Kruger Method

The Kruger method is a method of analyzing genetic data developed by American bacteriologist Arthur P. Krueger in the 1940s. The method is based on the analysis of DNA polymorphisms and allows us to determine the genetic structure of the population.

The Kruger method is widely used in human, animal and plant genetics to study genetic diversity and evolution of populations. It is also used in medical genetics to diagnose hereditary diseases and assess the risk of their development.

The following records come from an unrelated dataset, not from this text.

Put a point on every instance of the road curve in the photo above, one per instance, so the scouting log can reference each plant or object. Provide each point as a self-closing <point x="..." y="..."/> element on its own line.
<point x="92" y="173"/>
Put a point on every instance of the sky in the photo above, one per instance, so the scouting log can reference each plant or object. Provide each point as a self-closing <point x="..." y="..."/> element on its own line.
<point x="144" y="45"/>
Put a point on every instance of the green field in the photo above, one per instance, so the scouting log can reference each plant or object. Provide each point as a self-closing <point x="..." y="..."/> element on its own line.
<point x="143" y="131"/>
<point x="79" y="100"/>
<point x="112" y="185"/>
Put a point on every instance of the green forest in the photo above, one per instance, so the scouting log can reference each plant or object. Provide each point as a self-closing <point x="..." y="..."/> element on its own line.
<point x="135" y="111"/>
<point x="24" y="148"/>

The method is based on the analysis of DNA polymorphism, which represents differences in the nucleotide sequence that can be found in the genome. The Kruger method allows you to determine the number and location of polymorphisms in a population, which allows you to establish genetic similarities between different groups of individuals.

To carry out the analysis, special markers are used, which are short sections of DNA containing polymorphisms. Markers are identified using molecular genetic methods such as PCR (polymerase chain reaction) or DNA sequencing.

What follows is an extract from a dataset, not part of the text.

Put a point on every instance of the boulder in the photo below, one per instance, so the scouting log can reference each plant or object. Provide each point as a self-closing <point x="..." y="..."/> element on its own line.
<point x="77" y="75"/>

After identifying markers, their distribution in the population is analyzed. This analysis can be done in a variety of ways, such as statistical methods or maximum likelihood.

The use of the Kruger method allows one to obtain important information about the genetic structure of a population and its evolution, as well as the inheritance of various diseases.

Kruger method The Kruger method is a classic method for determining antibiotics, especially the generic resistance of pathogenic microorganisms to penicillins, tetracyclines and some other groups of antibiotics. This is also a method of testing for membrane markers, as it uses solubilization of various components of the staphylococcal membrane with solutions of different protein concentrations. The bacterial suspension is pre-enriched with various groups of antibiotics and thermostatically incubated at 37 °C for a certain time (usually 24 hours). Then the same solutions of antibiotics dissolved in ethanol are added to the test tube with the seed suspension and left for several days at 4 °C. Different groups of antibiotics will cause different amounts of particle dissolution (solubilization) of different levels of membranes, turning the solution into different colors. The evolution of the method was observed and developed by two American scientists - Frederick Copper and Friedrich Lexer at a meeting of the American Chemical Society in 1889. The method has such a term as the MIC value.